Bereits mit der Initiierung der EU-Jugendstrategie im Jahr 2009 schlug die Europäische Kommission den Einsatz von jugendpolitischen Indikatoren vor, um den Erfolg der Strategie besser abschätzen zu können und um einen schnellen Überblick über die Lebenslagen junger Menschen in der EU zu ermöglichen. Dabei wies die Kommission ausdrücklich auf die Notwendigkeit der Weiterentwicklung und Ergänzung bislang vorliegender Indikatoren hin. 

Aus Sicht der Arbeitsgemeinschaft für Kinder- und Jugendhilfe – AGJ müssen Indikatoren grundsätzlich adäquat im Spannungsfeld zwischen Transparenz und Kontrolle eingeordnet werden: Einerseits können sie zur vergleichenden Beschreibung von Lebenslagen und im Sinne öffentlicher Transparenz über die Wirkungen (politischen) Handelns genutzt werden, andererseits besteht die Gefahr des missbräuchlichen Einsatzes willkürlich gesetzter Indikatoren als politische Kontroll- und Steuerungsinstrumente. 

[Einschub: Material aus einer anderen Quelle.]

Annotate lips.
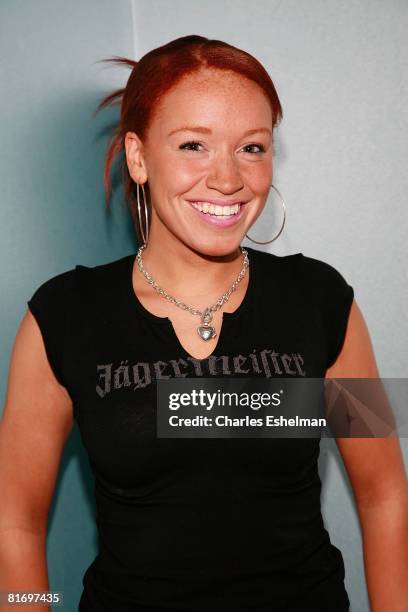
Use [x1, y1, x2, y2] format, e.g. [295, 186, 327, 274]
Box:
[188, 200, 245, 227]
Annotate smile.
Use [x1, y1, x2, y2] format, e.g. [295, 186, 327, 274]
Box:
[189, 202, 244, 227]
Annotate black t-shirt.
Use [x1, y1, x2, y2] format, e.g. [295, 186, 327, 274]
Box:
[28, 247, 353, 612]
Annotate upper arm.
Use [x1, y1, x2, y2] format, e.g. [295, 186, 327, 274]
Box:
[326, 300, 408, 508]
[0, 310, 73, 530]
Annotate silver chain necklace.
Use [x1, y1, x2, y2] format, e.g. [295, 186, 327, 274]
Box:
[136, 244, 249, 340]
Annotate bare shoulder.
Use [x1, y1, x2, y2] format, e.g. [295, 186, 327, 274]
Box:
[0, 310, 73, 530]
[326, 298, 379, 378]
[326, 300, 408, 509]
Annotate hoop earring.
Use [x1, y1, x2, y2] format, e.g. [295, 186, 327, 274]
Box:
[136, 183, 149, 244]
[245, 185, 286, 244]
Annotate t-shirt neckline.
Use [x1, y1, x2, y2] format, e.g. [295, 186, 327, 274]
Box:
[126, 246, 256, 326]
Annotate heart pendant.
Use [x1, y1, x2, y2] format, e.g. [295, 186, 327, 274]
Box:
[197, 325, 217, 340]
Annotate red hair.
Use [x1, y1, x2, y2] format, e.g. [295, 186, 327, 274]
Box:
[95, 35, 283, 238]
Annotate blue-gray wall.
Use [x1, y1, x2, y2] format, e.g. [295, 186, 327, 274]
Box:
[0, 0, 408, 612]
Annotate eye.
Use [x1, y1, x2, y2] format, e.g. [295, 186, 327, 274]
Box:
[244, 143, 265, 153]
[179, 140, 202, 151]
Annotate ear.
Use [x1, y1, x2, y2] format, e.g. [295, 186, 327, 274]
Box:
[125, 132, 147, 185]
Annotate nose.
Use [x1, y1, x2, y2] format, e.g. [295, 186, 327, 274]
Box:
[206, 152, 244, 194]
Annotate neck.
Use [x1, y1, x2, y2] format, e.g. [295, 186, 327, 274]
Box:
[139, 236, 244, 303]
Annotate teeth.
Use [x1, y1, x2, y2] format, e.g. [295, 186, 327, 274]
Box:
[191, 202, 241, 217]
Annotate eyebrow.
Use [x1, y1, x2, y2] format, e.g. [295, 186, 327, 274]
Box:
[168, 125, 272, 136]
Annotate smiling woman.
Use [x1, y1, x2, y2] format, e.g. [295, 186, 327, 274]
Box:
[0, 36, 408, 612]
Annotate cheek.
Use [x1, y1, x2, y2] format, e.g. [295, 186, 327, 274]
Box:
[241, 163, 273, 195]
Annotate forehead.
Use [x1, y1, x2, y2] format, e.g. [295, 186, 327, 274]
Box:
[151, 69, 272, 133]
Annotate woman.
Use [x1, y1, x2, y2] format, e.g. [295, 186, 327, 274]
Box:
[0, 36, 408, 612]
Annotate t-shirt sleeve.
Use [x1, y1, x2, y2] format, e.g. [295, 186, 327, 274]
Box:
[27, 269, 75, 387]
[306, 258, 354, 369]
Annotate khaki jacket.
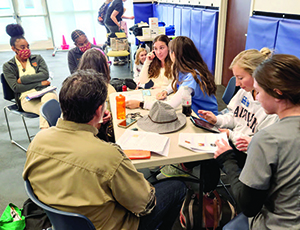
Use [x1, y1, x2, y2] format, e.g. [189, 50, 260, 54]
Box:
[23, 119, 155, 230]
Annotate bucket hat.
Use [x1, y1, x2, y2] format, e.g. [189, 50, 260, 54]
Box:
[137, 101, 186, 133]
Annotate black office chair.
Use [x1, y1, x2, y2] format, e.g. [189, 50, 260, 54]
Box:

Mit diesem Diskussionspapier will die AGJ eine entsprechende Einordnung dieser herausforderungsvollen, aber notwendigen Instrumente vornehmen und die vorgeschlagenen Indikatoren einer kritischen Würdigung unterziehen. Hierbei ist insbesondere die Frage zu klären, ob die bislang gewählten Indikatoren tatsächlich geeignet sind, die Jugendstrategie der EU erkennbarer und den Umsetzungsstand transparenter zu machen.

1. Der Weg zu einer indikatorengestützten EU-Jugendstrategie

Mit der Entschließung des Rates vom 27. November 2009 über einen erneuerten Rahmen für die jugendpolitische Zusammenarbeit in Europa (2010-2018)[1] hat die Europäische Union eine Strategie beschlossen, die das Ziel verfolgt, die jugendpolitische Zusammenarbeit effizienter und wirksamer zu gestalten. Diese EU-Jugendstrategie konzentriert sich auf die acht Aktionsfelder „allgemeine und berufliche Bildung“, „Beschäftigung und Unternehmergeist“, „Gesundheit und Wohlbefinden“, „Teilhabe“, „Freiwilligentätigkeit“, „soziale Eingliederung“, „Jugend in der Welt“ sowie „Kreativität und Kultur“ und formuliert inhaltliche Ansprüche sowie einen zeitlichen Umsetzungsrahmen.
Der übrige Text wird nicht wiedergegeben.